Author: Willetts, Lian; Parker, Kimberly; Wesselius, Lewis J; Protheroe, Cheryl A; Jaben, Elizabeth; Graziano, P; Moqbel, Redwan; Leslie, Kevin O; Lee, Nancy A; Lee, James J
Title: Immunodetection of occult eosinophils in lung tissue biopsies may help predict survival in acute lung injury Cord-id: vl03ida1 Document date: 2011_8_26
ID: vl03ida1
Snippet: BACKGROUND: Acute lung injury (ALI) is a serious respiratory disorder for which therapy is primarily supportive once infection is excluded. Surgical lung biopsy may rule out other diagnoses, but has not been generally useful for therapy decisions or prognosis in this setting. Importantly, tissue and peripheral blood eosinophilia, the hallmarks of steroid-responsive acute eosinophilic pneumonia, are not commonly linked with ALI. We hypothesized that occult eosinophilic pneumonia may explain bette
Document: BACKGROUND: Acute lung injury (ALI) is a serious respiratory disorder for which therapy is primarily supportive once infection is excluded. Surgical lung biopsy may rule out other diagnoses, but has not been generally useful for therapy decisions or prognosis in this setting.
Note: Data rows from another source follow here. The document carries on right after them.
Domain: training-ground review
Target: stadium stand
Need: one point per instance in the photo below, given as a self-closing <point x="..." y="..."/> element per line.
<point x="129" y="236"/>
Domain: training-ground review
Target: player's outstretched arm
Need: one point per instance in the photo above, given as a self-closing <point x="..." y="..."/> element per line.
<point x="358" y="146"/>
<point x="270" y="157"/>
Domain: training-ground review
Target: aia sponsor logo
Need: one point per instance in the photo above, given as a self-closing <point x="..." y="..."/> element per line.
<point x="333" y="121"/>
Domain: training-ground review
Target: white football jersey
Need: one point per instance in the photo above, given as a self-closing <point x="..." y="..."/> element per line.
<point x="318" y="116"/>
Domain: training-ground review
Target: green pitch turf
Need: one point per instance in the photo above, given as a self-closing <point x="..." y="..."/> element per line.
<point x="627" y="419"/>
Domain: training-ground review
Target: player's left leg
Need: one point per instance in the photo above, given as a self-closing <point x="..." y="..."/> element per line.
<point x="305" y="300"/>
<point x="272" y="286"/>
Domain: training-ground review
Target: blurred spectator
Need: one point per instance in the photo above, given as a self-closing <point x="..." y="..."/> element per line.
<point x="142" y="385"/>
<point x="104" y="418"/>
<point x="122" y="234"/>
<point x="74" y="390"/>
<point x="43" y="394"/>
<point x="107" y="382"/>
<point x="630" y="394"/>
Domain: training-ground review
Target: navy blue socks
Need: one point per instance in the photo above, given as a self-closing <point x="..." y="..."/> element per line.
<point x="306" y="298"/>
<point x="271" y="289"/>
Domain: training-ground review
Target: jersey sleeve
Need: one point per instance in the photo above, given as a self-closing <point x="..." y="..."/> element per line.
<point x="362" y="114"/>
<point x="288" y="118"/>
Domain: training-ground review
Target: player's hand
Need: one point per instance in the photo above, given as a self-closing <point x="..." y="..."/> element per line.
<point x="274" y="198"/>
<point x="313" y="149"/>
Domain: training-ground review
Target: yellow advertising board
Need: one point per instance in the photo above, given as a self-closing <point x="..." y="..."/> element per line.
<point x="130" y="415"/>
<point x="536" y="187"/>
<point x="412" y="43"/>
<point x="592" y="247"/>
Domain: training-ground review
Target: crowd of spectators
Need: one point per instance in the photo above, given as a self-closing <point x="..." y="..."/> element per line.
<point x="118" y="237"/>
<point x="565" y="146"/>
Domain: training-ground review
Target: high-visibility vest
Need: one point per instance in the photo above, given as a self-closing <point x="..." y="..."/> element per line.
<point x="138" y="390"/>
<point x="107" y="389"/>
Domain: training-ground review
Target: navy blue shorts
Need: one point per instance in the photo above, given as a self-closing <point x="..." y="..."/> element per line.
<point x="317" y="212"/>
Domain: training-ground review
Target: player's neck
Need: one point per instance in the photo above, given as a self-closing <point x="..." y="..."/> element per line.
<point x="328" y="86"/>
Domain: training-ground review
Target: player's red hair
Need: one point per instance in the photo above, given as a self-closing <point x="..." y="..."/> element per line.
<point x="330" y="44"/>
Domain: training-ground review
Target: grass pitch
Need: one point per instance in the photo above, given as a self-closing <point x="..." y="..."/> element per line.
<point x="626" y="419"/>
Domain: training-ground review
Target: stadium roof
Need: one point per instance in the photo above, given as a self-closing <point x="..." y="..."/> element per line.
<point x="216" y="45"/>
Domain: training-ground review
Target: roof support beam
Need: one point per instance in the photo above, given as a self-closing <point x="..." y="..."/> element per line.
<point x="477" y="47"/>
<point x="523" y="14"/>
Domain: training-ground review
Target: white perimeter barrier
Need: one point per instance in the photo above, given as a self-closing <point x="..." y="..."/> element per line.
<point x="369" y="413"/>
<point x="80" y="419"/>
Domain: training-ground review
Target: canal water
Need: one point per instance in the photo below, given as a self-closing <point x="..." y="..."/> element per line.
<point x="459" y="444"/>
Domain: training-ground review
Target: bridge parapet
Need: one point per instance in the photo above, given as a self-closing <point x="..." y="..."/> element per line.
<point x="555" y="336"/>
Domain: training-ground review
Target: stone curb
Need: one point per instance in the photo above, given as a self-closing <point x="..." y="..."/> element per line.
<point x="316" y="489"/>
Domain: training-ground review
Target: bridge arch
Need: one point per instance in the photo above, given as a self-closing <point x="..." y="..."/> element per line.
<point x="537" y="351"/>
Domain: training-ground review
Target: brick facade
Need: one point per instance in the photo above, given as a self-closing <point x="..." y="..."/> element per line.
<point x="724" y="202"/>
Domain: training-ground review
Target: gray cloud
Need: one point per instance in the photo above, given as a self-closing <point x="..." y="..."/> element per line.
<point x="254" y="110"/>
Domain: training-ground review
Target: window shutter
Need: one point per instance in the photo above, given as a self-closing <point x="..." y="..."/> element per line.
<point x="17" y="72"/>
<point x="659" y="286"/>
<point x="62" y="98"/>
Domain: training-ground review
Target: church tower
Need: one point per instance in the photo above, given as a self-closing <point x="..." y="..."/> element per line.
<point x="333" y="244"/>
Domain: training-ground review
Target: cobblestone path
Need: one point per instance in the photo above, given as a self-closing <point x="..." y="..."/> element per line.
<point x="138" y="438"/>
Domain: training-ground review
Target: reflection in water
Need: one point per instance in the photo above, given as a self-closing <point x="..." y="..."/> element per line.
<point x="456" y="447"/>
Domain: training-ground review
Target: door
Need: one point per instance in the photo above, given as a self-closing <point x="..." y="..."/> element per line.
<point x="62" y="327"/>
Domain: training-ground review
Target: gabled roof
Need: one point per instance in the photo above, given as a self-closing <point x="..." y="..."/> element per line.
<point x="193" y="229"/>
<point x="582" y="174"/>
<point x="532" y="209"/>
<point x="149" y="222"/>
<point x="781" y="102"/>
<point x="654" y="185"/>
Importantly, tissue and peripheral blood eosinophilia, the hallmarks of steroid-responsive acute eosinophilic pneumonia, are not commonly linked with ALI. We hypothesized that occult eosinophilic pneumonia may explain better outcomes for some patients with ALI. METHODS: Immunohistochemistry using a novel monoclonal antibody recognizing eosinophil peroxidase (EPX-mAb) was used to assess intrapulmonary eosinophil accumulation/degranulation. Lung biopsies from ALI patients (n = 20) were identified following review of a pathology database; 45% of which (i.e., 9/20) displayed classical diffuse alveolar damage (ALI-DAD). Controls were obtained from uninvolved tissue in patients undergoing lobectomy for lung cancer (n = 10). Serial biopsy sections were stained with hematoxylin and eosin (H&E) and subjected to EPX-mAb immunohistochemistry. RESULTS: EPX-mAb immunohistochemistry provided a >40-fold increased sensitivity to detect eosinophils in the lung relative to H&E stained sections. This increased sensitivity led to the identification of higher numbers of eosinophils in ALI patients compared with controls; differences using H&E staining alone were not significant. Clinical assessments showed that lung infiltrating eosinophil numbers were higher in ALI patients that survived hospitalization compared with non-survivors. A similar conclusion was reached quantifying eosinophil degranulation in each biopsy. CONCLUSION: The enhanced sensitivity of EPX-mAb immunohistochemistry uniquely identified eosinophil accumulation/degranulation in patients with ALI relative to controls. More importantly, this method was a prognostic indicator of patient survival. These observations suggest that EPX-mAb immunohistochemistry may represent a diagnostic biomarker identifying a subset of ALI patients with improved clinical outcomes.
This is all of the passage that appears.